Truck drivers are constantly being lured by billboards and truck stop ads promising cut rate tires that can deliver great performance and outlast big brand name treads. Don’t get caught by this trap.
Owner/operators have been suffering from surging tire prices due to increases in raw materials, with no real end to the trend in sight. Same goes for small fleets. Costs are up, and tires are simply one of the big factors behind it.
So what do some owner/operators do to maximize the value of their tire investment? If you’re an independent trucker, can you do the same?
Tip 1: Avoid off-shore brands. More and more drivers are beginning to realize that gambling on an off-brand simply isn’t worth it in the long run. They may cost less, they may actually last long, but the compromise you’re forced into during hazardous weather conditions will make you think twice.
When Angelo Diplacido tried some off-shore brand tires on his small fleet of trucks, he found tread life was adequate, but the performance was anything but.
“They did last,” he recalls. “However, the compromise in rainy and snowy weather was just horrific.”
Greg Decker, an owner/operator with Mullen Group, puts it more bluntly.
“I’ve been trying cheaper brands but they’re garbage,” he asserts. He turns to a trustworthy truck tire fuel savings calculator to help determine which brand and model is best for his operation.
Tip 2: Check truck tires with a calibrated gauge. And check them often.
Decker says he checks his tire pressures every three to four days. He uses Alligator double-seal flow-through valve stem caps on all tire stems to streamline what can be a cumbersome process.
Tire gauges don’t always tell the full story right off the shelf. He purchased three tire gauges a few weeks ago and found an 11 psi variation between them when measuring the same tire. Many independent truckers recommend buying brand name gauges and then calibrating them. Always keep ambient temperatures. A tire that’s down 20 psi is going to experience a temperature increase of 100 C, and it’s just a matter of whether the adhesive holds up before a blow-out occurs.
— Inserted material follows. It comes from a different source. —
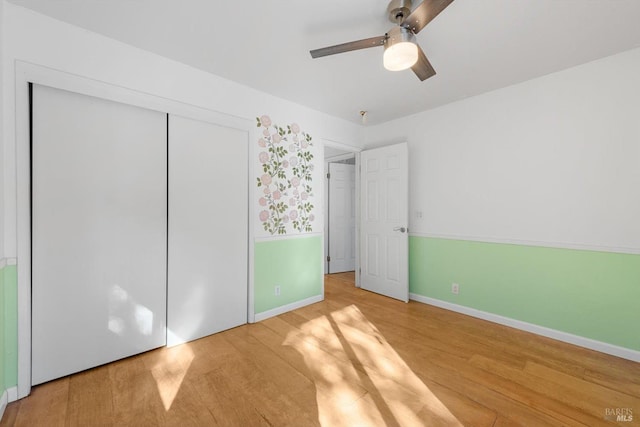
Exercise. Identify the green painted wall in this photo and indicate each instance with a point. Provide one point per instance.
(293, 264)
(587, 293)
Tip 3: Stick to a tire rotation schedule.
Assuming that tires will wear evenly across every position is a mistake, and one that could be costly. Even if identical new tires are placed at every position and then properly maintained, some will wear more rapidly than others. Keep in mind the centrifugal force on the driving tire. That one usually wears out first.
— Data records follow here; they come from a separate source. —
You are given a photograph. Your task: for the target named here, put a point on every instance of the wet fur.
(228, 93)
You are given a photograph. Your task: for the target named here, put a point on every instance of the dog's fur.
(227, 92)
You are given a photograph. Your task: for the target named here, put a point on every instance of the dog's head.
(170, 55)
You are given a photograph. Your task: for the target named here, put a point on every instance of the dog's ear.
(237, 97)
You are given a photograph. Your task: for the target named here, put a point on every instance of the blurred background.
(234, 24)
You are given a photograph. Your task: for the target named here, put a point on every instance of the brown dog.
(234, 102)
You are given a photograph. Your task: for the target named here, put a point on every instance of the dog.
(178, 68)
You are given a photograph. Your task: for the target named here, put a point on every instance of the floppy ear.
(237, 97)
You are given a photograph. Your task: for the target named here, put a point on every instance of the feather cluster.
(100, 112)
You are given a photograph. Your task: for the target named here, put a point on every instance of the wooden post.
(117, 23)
Tip 4: Management of tires means watching wear.
Decker reinforces his idea that viewing up close might not tell the whole story.
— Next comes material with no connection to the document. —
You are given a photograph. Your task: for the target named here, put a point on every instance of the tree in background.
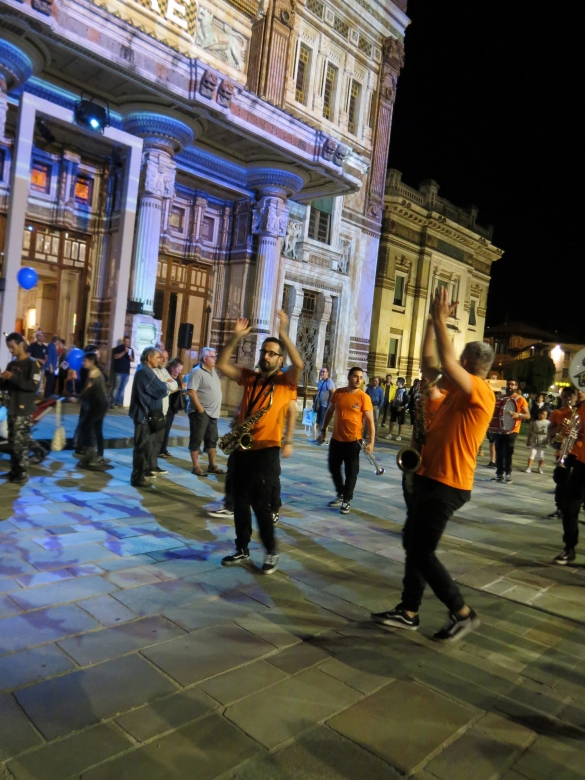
(537, 373)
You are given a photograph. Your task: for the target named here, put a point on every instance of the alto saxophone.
(240, 438)
(409, 458)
“You’ll see feather wear on the edges, especially on air-ride trailers. If you start to see that, you’ve almost waited too long,” he says. “When you walk around the truck, thump the tires, check for flats and look for visible wear spots. If you have one tire that you flat-spotted and didn’t realize it, it will show itself. When walking back to your truck, look at the tires. Sometimes you won’t see it when standing right there beside it, but you will see it when you’re standing back. Sometimes you have to be back 20 feet before you notice something looks wrong.”
Tip 5: A well-maintained truck means higher-performing tires
Good shocks and alignment can make the difference. Low-cost, common sense repairs can go a long way. Replace shocks at least every 3 years, and when you have a free day, make a note to get an alignment. It’ll save you more every day, which translates into hundreds and even thousands every year.